» La Directrice générale de l’UNESCO déplore la mort du journaliste britannique Rupert Hamer en Afghanistan
19.01.2010 -

La Directrice générale de l’UNESCO déplore la mort du journaliste britannique Rupert Hamer en Afghanistan

La Directrice générale de l’UNESCO, Irina Bokova, a exprimé aujourd’hui sa profonde tristesse à l’annonce de la mort du journaliste britannique Rupert Hamer, tué par l’explosion d’une bombe le 9 janvier alors qu’il se déplaçait avec une unité des Marines américains dans le sud-ouest de l’Afghanistan.
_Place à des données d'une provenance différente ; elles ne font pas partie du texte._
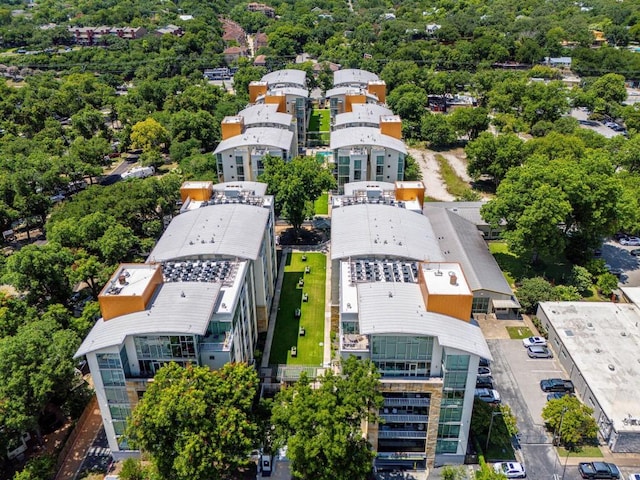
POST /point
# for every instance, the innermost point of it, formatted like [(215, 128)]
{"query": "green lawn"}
[(286, 335), (519, 332), (516, 268), (321, 205)]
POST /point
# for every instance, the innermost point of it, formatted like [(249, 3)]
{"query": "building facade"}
[(407, 309), (202, 298)]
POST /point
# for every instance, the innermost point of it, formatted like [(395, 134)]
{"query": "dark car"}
[(598, 470), (556, 385)]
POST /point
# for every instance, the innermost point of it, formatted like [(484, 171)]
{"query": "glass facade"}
[(456, 371)]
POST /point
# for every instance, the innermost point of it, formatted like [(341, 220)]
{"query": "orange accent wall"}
[(379, 89), (392, 128), (112, 306), (231, 129), (202, 193), (406, 194), (353, 99), (256, 89), (279, 100)]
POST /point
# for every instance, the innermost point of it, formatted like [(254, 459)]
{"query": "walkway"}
[(86, 430), (273, 314)]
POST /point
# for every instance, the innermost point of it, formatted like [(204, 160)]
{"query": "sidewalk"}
[(87, 431)]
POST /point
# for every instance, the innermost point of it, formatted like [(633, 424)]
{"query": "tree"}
[(570, 420), (322, 426), (295, 185), (41, 272), (195, 423), (149, 135), (534, 290)]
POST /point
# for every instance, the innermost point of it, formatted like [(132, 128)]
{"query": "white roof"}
[(292, 76), (181, 307), (265, 113), (398, 308), (237, 230), (602, 338), (260, 137), (360, 136), (353, 76), (382, 230), (259, 188), (362, 113)]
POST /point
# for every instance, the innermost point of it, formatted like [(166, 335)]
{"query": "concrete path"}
[(273, 314), (87, 432)]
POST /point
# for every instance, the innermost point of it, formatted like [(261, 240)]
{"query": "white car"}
[(630, 241), (537, 341), (510, 469)]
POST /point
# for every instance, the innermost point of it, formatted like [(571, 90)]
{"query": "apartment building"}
[(201, 298), (256, 131), (407, 308), (288, 90)]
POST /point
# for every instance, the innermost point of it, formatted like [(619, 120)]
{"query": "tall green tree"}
[(296, 185), (322, 426), (195, 423)]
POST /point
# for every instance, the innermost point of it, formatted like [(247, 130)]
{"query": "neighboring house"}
[(232, 54), (202, 298), (405, 307), (597, 344)]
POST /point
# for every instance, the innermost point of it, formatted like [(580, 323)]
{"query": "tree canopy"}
[(196, 423), (322, 426)]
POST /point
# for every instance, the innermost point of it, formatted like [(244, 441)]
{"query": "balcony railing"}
[(401, 434), (404, 418), (407, 402)]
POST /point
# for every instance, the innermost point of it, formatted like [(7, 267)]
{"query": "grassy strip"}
[(286, 335), (455, 185)]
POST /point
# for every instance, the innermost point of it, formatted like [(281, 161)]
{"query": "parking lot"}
[(517, 378)]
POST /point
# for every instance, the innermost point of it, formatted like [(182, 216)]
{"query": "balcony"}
[(404, 418), (421, 434), (220, 342), (407, 402), (355, 342)]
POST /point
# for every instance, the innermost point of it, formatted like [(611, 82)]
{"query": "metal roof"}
[(602, 338), (183, 307), (259, 137), (352, 76), (361, 136), (265, 113), (298, 77), (398, 308), (230, 230), (259, 188), (382, 230), (366, 113), (462, 242)]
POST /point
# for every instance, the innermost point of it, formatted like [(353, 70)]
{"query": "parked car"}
[(538, 351), (488, 395), (557, 395), (484, 382), (510, 469), (630, 241), (598, 470), (531, 341), (556, 385)]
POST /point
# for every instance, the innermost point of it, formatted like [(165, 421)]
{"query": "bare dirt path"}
[(434, 185)]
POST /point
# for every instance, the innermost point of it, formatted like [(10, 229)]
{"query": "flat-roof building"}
[(597, 344), (408, 308), (202, 298)]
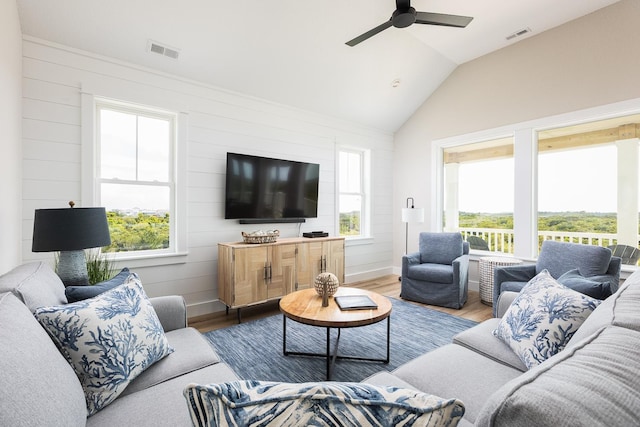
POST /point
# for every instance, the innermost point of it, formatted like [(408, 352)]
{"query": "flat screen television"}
[(262, 188)]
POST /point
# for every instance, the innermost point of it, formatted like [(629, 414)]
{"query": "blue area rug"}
[(254, 349)]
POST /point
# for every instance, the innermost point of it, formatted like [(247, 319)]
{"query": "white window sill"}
[(358, 241), (137, 261)]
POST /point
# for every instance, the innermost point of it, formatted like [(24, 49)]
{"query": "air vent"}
[(519, 33), (155, 47)]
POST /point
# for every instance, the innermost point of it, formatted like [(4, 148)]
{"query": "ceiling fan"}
[(405, 15)]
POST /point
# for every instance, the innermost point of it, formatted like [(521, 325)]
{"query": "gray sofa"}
[(594, 381), (39, 388)]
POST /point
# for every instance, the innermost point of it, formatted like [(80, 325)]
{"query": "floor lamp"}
[(410, 214)]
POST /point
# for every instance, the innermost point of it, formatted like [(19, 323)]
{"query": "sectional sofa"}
[(594, 381), (38, 387)]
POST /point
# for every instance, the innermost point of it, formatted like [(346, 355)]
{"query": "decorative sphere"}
[(330, 279)]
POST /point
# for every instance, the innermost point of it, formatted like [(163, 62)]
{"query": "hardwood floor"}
[(385, 285)]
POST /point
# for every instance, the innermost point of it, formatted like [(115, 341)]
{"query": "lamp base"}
[(72, 268)]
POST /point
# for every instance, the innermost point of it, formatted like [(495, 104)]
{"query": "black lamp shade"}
[(70, 229)]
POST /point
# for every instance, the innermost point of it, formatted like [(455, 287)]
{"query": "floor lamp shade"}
[(412, 215), (70, 231)]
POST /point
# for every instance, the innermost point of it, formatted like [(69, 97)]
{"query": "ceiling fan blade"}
[(369, 33), (442, 19)]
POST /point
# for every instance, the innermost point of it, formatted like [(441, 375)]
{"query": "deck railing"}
[(501, 240)]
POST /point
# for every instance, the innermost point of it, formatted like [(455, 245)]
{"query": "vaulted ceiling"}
[(293, 52)]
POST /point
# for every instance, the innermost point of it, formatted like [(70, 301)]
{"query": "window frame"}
[(364, 193), (525, 162), (91, 182)]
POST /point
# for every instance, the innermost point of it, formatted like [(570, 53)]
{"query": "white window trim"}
[(365, 178), (525, 159), (89, 183)]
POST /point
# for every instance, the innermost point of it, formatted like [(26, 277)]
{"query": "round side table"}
[(486, 265)]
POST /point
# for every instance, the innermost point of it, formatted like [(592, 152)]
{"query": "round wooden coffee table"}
[(305, 306)]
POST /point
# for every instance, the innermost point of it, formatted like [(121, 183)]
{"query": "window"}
[(479, 193), (352, 192), (573, 178), (588, 183), (135, 177)]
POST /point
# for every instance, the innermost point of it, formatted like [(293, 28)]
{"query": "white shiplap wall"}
[(54, 77)]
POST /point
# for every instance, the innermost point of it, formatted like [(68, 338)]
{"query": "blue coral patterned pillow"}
[(108, 340), (543, 318), (318, 404)]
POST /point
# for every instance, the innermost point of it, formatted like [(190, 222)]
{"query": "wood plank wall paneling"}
[(219, 121)]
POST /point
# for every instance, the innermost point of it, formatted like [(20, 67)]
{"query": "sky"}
[(574, 180)]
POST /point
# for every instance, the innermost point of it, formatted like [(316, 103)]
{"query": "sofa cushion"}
[(35, 283), (318, 404), (440, 248), (191, 352), (543, 318), (161, 405), (108, 340), (576, 281), (594, 383), (455, 371), (480, 339), (620, 309), (560, 257), (78, 293), (37, 386)]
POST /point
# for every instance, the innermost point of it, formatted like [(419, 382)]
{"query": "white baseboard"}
[(368, 275)]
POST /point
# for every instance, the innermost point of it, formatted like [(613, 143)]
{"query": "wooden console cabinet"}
[(251, 274)]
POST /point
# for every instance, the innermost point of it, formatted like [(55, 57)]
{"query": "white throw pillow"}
[(108, 340), (323, 404), (543, 318)]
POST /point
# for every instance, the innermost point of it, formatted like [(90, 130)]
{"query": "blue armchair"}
[(589, 269), (439, 273)]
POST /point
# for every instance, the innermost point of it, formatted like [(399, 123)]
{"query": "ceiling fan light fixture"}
[(404, 15)]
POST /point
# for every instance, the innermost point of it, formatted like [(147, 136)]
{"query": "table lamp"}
[(70, 231)]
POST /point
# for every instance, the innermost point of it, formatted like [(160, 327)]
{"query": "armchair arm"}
[(461, 270), (171, 310), (613, 273), (510, 273), (408, 260)]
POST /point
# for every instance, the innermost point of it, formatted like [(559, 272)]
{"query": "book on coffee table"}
[(355, 302)]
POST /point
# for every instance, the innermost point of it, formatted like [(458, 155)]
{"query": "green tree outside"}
[(137, 232)]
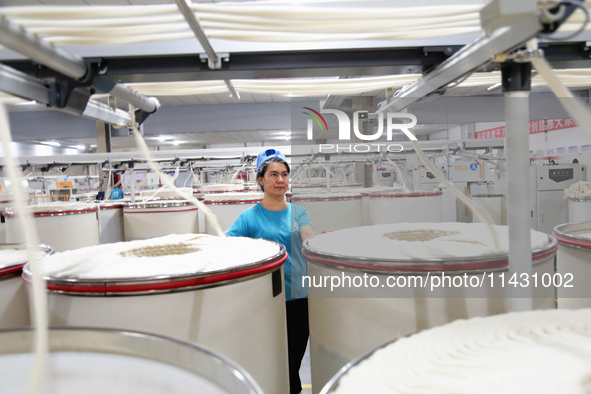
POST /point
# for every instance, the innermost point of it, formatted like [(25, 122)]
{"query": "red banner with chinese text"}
[(535, 126)]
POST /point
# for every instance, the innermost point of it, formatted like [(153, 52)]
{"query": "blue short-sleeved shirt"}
[(282, 227), (116, 194)]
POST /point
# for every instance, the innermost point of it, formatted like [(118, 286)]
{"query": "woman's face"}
[(276, 179)]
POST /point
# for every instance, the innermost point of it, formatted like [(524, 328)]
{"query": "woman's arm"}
[(307, 232)]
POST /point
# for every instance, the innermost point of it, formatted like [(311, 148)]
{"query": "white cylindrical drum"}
[(492, 204), (14, 302), (579, 209), (332, 210), (573, 261), (225, 293), (151, 219), (63, 226), (222, 188), (412, 207), (533, 352), (311, 188), (97, 361), (228, 206), (348, 321), (111, 215)]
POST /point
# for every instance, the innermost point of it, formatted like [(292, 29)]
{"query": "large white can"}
[(228, 206), (573, 264), (225, 293), (151, 219), (342, 329), (111, 215), (332, 210), (405, 207), (492, 204), (63, 226), (470, 356), (98, 360), (14, 302), (579, 209)]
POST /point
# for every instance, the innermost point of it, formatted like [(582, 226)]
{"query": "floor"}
[(305, 372)]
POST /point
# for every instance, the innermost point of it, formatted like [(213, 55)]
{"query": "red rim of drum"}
[(375, 265), (134, 286)]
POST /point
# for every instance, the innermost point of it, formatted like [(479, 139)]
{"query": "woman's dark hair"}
[(263, 168)]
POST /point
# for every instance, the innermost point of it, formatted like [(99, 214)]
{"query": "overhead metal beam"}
[(20, 40), (263, 65), (185, 8), (22, 85), (469, 58)]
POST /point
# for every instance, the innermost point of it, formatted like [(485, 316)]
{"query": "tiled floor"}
[(305, 372)]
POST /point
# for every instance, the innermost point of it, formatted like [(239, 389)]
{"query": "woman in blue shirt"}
[(276, 220)]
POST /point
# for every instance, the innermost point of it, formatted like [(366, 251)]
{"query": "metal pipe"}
[(187, 11), (518, 209), (231, 88), (20, 40), (470, 57), (131, 97)]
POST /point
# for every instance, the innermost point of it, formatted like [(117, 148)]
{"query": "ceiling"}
[(193, 140)]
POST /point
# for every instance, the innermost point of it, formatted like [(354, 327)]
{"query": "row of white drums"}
[(236, 310), (342, 210), (68, 226)]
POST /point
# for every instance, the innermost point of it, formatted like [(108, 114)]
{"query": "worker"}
[(116, 194), (276, 220)]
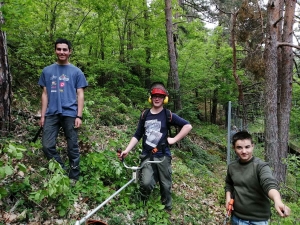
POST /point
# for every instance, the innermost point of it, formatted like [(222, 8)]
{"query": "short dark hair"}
[(241, 135), (159, 85), (63, 41)]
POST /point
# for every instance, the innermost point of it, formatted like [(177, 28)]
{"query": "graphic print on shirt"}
[(152, 131), (53, 83), (62, 79)]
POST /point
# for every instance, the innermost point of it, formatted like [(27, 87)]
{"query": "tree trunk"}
[(5, 84), (270, 91), (147, 79), (285, 83), (173, 75)]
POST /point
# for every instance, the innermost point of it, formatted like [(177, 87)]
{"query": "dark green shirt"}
[(250, 183)]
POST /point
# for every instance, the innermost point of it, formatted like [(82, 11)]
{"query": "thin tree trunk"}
[(270, 92), (147, 79), (5, 84), (172, 56), (285, 92)]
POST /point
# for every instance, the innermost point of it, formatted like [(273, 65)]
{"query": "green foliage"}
[(11, 152)]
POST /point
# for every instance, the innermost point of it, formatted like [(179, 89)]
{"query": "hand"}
[(171, 141), (42, 121), (229, 206), (121, 155), (78, 123), (283, 210)]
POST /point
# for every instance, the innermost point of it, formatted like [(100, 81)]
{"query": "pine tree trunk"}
[(270, 92), (5, 85), (173, 75)]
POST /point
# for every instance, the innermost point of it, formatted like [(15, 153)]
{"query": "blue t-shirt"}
[(155, 130), (62, 82)]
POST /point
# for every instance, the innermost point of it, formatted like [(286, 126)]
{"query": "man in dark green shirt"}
[(252, 184)]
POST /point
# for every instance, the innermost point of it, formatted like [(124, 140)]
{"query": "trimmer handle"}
[(119, 151)]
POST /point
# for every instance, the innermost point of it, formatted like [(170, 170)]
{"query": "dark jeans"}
[(50, 132), (161, 172)]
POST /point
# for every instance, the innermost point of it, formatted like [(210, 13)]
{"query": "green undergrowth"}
[(33, 189)]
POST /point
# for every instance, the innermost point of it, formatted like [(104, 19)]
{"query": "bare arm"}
[(80, 102), (44, 106), (183, 132), (280, 207)]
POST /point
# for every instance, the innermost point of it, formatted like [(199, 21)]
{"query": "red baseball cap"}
[(158, 91)]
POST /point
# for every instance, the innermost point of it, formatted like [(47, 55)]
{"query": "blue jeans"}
[(161, 172), (237, 221), (50, 133)]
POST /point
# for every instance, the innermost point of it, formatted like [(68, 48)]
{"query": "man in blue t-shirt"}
[(62, 105)]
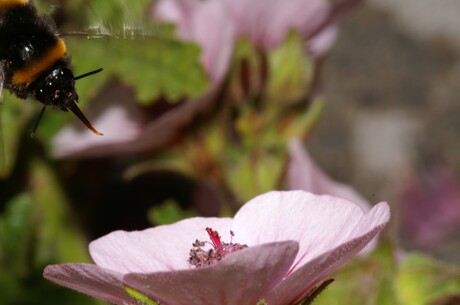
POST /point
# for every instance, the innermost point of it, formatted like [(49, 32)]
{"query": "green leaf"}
[(144, 54), (15, 115), (423, 280), (140, 297), (168, 212), (59, 239), (291, 71), (364, 281), (16, 235)]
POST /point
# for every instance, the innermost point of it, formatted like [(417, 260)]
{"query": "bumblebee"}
[(34, 60)]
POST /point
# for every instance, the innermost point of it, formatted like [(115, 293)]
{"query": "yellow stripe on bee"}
[(32, 71), (5, 4)]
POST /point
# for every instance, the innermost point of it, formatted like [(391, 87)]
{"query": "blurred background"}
[(187, 135)]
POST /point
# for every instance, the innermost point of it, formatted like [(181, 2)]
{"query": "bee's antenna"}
[(88, 74), (74, 108), (40, 116)]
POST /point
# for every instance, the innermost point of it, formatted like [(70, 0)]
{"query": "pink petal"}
[(114, 113), (267, 22), (318, 223), (206, 23), (162, 248), (91, 280), (304, 174), (297, 284), (153, 135), (242, 278)]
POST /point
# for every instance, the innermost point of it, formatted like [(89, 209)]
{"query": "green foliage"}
[(21, 264), (423, 281), (291, 71), (126, 42), (364, 281), (14, 117), (168, 212), (141, 298)]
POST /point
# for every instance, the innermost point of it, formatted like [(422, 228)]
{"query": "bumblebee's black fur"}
[(34, 58)]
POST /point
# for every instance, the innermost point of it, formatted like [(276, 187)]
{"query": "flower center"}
[(200, 257)]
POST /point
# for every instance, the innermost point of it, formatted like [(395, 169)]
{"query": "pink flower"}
[(430, 210), (304, 174), (127, 130), (214, 25), (294, 239)]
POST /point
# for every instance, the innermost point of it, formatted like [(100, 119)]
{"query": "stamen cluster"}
[(200, 257)]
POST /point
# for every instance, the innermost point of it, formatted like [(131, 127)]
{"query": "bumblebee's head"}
[(56, 88)]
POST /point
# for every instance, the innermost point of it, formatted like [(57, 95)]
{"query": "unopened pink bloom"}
[(295, 239), (430, 210)]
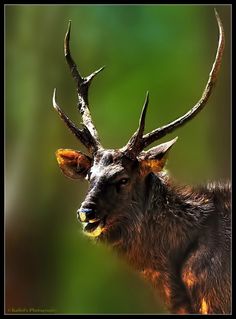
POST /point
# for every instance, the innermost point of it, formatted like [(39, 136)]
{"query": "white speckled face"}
[(109, 177)]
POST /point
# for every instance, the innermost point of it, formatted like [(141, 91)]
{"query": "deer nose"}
[(86, 214)]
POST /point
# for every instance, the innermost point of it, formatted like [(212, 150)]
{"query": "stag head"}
[(118, 178)]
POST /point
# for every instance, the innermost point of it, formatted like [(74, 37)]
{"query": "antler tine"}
[(164, 130), (83, 135), (82, 87), (134, 146)]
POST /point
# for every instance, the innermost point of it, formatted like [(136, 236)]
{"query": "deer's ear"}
[(154, 159), (73, 164)]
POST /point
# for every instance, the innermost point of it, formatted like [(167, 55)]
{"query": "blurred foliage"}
[(167, 50)]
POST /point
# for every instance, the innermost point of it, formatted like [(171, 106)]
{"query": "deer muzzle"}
[(92, 225)]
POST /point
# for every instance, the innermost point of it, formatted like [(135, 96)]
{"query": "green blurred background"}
[(168, 50)]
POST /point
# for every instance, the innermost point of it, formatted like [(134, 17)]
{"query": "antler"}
[(138, 142), (88, 135)]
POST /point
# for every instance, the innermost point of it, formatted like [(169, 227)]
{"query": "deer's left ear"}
[(73, 164), (154, 159)]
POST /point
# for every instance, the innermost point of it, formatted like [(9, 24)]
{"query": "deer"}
[(177, 237)]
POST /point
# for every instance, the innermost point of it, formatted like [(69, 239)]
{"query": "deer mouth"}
[(94, 227)]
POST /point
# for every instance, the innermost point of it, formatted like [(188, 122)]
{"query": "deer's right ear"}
[(73, 164), (154, 159)]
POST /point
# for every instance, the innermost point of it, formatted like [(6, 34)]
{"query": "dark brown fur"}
[(176, 237)]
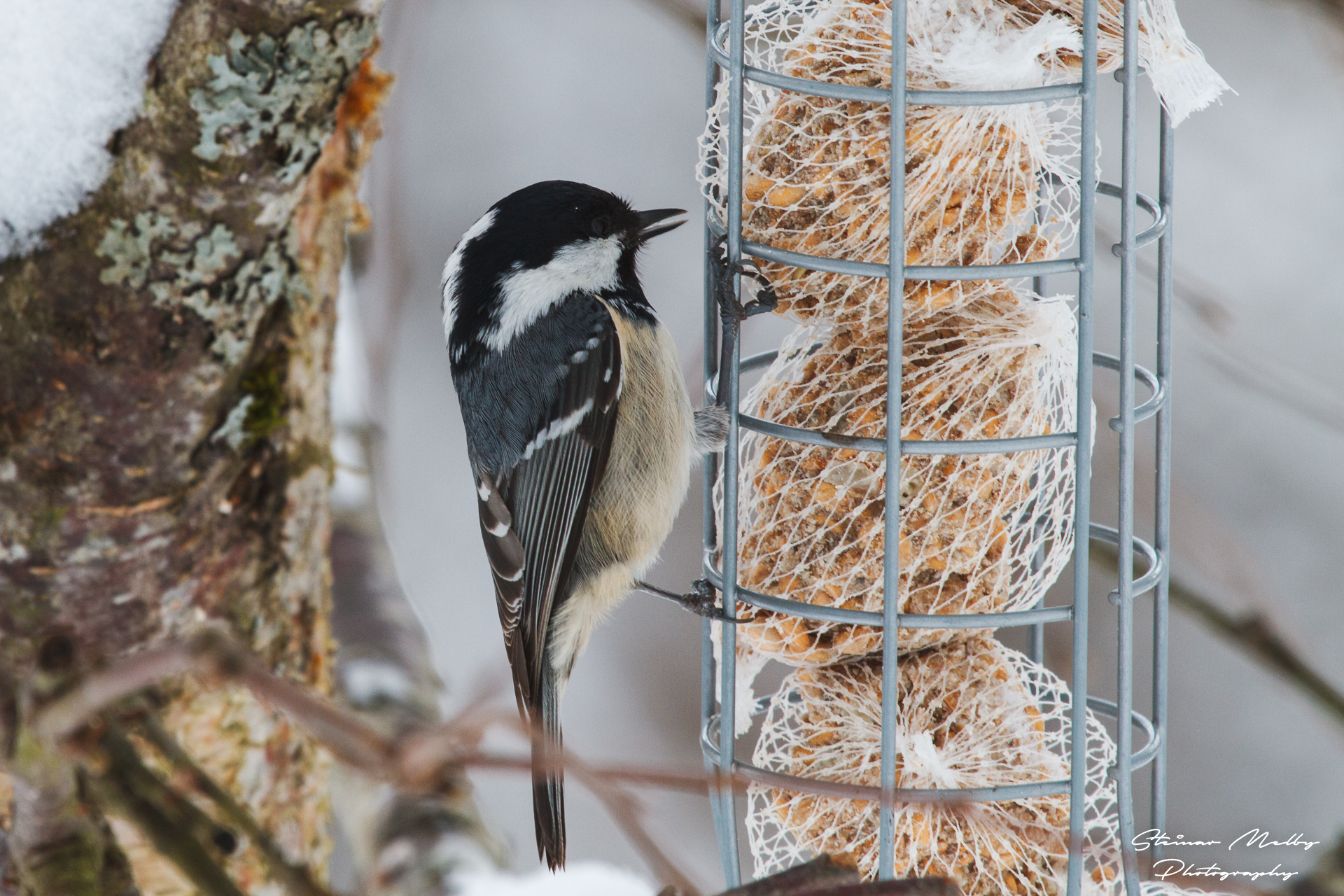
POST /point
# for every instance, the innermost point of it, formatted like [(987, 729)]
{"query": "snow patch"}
[(580, 879), (74, 73)]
« Je suis profondément attristée par la mort de Rupert Hamer », a déclaré Irina Bokova. « Rupert Hamer était un journaliste dévoué qui a été tué dans l’exercice de ses fonctions. Sa mort illustre les grands risques que prennent les journalistes lorsqu’ils couvrent des zones de conflit, a-t-elle ajouté. J’appelle les autorités afghanes ainsi que tous les responsables de la sécurité à accroître leurs efforts pour améliorer les conditions de sûreté et diminuer les dangers auxquels les journalistes font face ».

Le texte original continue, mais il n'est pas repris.